Susan is now calling on the Government and the larger cancer charities to spend more on research into the disease.

According to the charity, brain tumours kill more children and adults under the age of 40 than any other cancer, yet just one per cent of the national spend on cancer research has been allocated to this devastating disease.

Brain Tumour Research is the only national charity in the UK singularly focused on finding a cure for brain tumours through campaigning for an increase in the national investment into research to £35 million per year, while fundraising to create a sustainable network of brain tumour research centres in the UK. 

She has joined Brain Tumour Research as a campaigner to help raise awareness of the lack of funding into research of the disease

Susan praises her local Specsavers and thanks them for saving her life. She encourages people to get regular eye checks 

Mel Tiley, community development manager at Brain Tumour Research, said: ‘We’re sorry to hear about Susan’s diagnosis and are grateful to her for sharing her story. 
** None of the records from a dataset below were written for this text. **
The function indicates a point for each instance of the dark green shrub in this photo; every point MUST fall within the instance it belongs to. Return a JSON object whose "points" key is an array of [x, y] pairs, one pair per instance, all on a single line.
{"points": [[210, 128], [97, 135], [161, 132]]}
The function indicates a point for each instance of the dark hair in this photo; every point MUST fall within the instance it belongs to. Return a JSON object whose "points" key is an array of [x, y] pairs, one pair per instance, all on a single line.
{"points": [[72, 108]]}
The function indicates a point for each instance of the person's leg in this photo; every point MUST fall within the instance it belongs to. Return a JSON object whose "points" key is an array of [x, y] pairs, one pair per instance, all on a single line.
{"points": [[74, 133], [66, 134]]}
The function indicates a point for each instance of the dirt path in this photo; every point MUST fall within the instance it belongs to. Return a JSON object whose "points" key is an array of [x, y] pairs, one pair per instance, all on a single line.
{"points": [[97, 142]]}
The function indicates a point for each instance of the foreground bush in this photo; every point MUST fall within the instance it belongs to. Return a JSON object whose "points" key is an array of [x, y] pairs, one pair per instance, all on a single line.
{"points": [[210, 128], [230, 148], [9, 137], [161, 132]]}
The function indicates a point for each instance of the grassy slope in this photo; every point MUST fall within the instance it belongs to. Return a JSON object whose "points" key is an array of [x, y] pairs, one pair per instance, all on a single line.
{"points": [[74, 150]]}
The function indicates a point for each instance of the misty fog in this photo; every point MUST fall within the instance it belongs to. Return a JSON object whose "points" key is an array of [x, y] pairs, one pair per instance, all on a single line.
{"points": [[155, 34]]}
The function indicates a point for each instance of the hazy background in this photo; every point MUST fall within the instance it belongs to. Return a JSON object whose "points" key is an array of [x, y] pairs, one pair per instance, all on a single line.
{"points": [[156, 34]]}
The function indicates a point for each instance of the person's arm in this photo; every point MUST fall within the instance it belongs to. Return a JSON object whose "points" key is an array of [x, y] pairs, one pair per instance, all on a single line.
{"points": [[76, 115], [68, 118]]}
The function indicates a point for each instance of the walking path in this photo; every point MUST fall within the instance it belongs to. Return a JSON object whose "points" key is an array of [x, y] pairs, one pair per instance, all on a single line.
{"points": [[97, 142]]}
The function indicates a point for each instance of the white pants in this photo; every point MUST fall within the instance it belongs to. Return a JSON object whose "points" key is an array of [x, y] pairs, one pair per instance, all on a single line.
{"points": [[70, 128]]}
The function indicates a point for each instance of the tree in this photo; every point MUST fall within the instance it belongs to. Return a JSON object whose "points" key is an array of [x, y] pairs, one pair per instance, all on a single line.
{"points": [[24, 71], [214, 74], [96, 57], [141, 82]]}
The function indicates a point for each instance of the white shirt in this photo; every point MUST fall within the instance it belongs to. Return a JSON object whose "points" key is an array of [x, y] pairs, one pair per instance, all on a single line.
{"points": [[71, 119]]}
‘We’re delighted to have Susan join us as we campaign for better treatment options for people living with this disease as we work towards finding a cure.’

Meningioma tumours: What you need to know

What is a meningioma?

A meningioma is the most common form of adult primary brain tumour that develops in the meninges – the membrane surrounding the brain and spinal cord. Meningiomas account for approximately 30-37% of all adult central nervous system tumours. Most are low-grade (non-cancerous) primary brain tumours.

What causes a meningioma? 

The direct cause of a brain tumour is still not clear. Your medical history, as well as some genetic and lifestyle factors, can help doctors with a diagnosis.

What are the symptoms of meningioma?

Signs and symptoms of a meningioma may be quite subtle at first, only growing gradually and depending on where in the brain or (in rare instances) the spine the tumour is situated. 

Symptoms include: 

  • Changes in vision, such as seeing double or blurriness
  • Headaches that worsen with time
  • Hearing loss or ringing in the ears
  • Memory loss
  • Loss of smell
  • Seizures
  • Weakness in your arms or legs

What is the treatment for meningioma? 

Treatment options are typically surgery and/or radiotherapy. Chemotherapy would normally be considered only for a high-grade meningioma.